The Food Standards Agency said this afternoon it had found 29 positive tests for horse meat after demanding samples from UK retailers.
In a scandal that is spreading across Europe, the agency said this afternoon it had conducted 2,501 tests, 2,472 of which had come back negative for horsemeat levels above one per cent, with 29 results testing positive for horsemeat levels above one per cent.
It said all products that tested positive had already been announced and appropriate steps taken.
Additionally, more companies found themselves dragged into the growing horse meat scandal today, as caterer Compass Group and restaurant group Whitbread said equine DNA was found in products they sold as beef.

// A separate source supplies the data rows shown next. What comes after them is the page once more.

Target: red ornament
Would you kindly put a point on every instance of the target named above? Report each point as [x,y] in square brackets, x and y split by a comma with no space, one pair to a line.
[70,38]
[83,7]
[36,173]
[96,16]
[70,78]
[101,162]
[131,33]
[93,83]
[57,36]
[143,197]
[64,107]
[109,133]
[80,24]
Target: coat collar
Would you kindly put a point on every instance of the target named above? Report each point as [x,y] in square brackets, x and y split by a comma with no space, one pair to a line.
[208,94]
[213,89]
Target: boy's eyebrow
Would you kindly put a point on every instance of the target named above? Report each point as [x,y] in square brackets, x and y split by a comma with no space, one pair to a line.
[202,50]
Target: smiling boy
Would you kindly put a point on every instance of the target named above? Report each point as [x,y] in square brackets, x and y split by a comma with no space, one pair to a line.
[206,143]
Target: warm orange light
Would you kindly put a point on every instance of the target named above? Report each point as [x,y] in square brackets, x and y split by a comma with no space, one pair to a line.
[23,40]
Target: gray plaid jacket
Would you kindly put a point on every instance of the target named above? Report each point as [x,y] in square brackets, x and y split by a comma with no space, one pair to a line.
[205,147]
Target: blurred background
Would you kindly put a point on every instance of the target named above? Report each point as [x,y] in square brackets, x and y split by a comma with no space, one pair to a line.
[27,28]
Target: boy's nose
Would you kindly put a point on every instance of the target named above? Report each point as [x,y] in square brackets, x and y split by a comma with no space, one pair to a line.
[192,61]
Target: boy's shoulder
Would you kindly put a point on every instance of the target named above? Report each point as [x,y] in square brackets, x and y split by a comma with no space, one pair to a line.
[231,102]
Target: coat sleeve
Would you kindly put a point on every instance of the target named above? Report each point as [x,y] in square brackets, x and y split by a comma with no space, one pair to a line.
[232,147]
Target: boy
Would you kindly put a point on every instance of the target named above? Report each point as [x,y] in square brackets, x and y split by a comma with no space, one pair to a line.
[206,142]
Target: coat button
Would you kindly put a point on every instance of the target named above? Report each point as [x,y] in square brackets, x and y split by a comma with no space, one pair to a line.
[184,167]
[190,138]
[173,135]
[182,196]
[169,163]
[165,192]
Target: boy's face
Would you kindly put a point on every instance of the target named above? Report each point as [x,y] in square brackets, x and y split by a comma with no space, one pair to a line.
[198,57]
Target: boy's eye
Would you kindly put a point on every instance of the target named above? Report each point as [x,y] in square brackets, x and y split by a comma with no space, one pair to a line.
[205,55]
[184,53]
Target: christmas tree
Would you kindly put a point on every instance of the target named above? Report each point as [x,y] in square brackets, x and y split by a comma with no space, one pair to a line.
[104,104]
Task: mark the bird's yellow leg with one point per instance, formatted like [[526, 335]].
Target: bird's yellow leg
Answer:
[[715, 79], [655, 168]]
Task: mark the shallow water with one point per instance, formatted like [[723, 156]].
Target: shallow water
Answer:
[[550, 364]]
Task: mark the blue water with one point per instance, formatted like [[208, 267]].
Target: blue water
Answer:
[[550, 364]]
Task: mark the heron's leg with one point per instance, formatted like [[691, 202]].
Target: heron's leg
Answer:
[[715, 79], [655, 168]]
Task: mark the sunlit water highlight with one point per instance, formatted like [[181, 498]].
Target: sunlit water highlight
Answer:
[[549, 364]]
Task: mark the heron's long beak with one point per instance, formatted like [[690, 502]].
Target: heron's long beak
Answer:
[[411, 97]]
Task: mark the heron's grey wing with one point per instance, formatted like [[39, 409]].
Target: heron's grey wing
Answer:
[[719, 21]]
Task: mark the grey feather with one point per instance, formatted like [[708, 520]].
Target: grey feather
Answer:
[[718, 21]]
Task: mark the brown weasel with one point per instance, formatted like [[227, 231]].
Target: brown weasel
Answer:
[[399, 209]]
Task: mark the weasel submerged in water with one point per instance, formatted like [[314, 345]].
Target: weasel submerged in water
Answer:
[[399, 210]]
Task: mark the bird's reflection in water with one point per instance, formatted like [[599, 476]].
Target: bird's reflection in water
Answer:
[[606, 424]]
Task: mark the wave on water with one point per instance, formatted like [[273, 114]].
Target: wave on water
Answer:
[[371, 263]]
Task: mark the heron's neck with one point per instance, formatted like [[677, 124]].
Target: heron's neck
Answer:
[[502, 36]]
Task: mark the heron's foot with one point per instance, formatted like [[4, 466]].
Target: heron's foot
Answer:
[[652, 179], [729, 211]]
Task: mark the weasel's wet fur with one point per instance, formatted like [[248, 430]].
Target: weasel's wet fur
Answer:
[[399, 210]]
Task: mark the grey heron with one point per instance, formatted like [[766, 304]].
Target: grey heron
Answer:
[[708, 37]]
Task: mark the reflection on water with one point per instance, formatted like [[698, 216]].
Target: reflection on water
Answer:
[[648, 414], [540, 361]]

The scandal, which has triggered product recalls and damaged confidence in Europe’s vast and complex food industry, erupted last month when tests carried out in Ireland revealed that some beef products also contained horse meat.
Compass said today that it had sold beef burgers distributed by Irish firm Rangeland Foods to sites in Ireland and Northern Ireland that contained a small amount of horse DNA. The products have now been withdrawn.
Costa Coffee owner Whitbread, which also owns Beefeater and Brewers Fayre, said beef burger and lasagne products had tested positive for equine DNA and had been removed from sale.
Separately, Lancashire County Council in north-west England said it was recalling cottage pies from 47 schools after they tested positive for traces of horse DNA.
Grocers Sainsbury’s and Iceland said today they had not found evidence of horse DNA in their products.